Pappardelle

Pappardelle is a broad, flat Italian pasta, often served with sauces that cling to its wide ribbons. It is associated especially with Tuscan and central Italian cooking, where the shape is often paired with slow-cooked ragù, mushrooms, or other deeply flavored sauces. Pappardelle can be made fresh at home or cooked from dried pasta, but its identity comes from the generous width and soft folds of the noodles.

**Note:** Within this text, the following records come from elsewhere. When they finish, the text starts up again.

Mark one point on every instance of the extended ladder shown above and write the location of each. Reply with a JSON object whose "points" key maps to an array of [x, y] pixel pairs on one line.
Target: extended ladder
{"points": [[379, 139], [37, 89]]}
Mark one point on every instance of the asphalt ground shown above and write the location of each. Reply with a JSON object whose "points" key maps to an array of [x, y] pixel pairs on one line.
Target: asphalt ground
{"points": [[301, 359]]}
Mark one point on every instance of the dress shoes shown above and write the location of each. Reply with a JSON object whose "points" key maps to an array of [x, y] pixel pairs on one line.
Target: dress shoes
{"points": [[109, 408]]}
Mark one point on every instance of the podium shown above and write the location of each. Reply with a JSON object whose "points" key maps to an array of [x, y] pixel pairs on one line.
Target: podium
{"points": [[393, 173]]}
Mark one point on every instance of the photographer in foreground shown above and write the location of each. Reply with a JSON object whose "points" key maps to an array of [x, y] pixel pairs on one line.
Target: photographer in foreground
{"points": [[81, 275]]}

Shared dish, personal versions

Preparations of this dish

No preparations have been shared yet.

Be the first to preserve how this dish appeared at your table.

What it holds

Pappardelle carries the pleasure of pasta as a gathered meal: broad ribbons, sauce, and the care of timing everything so it arrives warm and coated. It reflects the way a specific pasta shape can shape the whole experience of a dish. When made by hand, it can also carry the memory of rolling and cutting fresh pasta into wide strips before the sauce is ever added.

At the table

Pappardelle often appears at slower meals, Sunday dinners, restaurant tables, and occasions where pasta is meant to feel substantial. It is well suited to colder weather, long-cooked sauces, handmade pasta projects, and meals that ask people to sit down and stay awhile. A bowl or platter of pappardelle can feel both rustic and celebratory.

Variations

Variations include pappardelle with meat ragù, mushroom sauce, lentil ragù, tomato sauce, butter and herbs, cream, greens, or seasonal vegetables. Some versions use fresh egg pasta, while others use dried pasta. The sauce may be deeply braised and rich, or simpler and more vegetable-forward, but the wide noodle shape remains the center of the dish.

What remains

Leftover pappardelle can soften as it rests, with the sauce settling into the pasta. What remains is the memory of a generous bowl: wide noodles, sauce folded through them, and a meal built around the comfort of pasta shared at the table.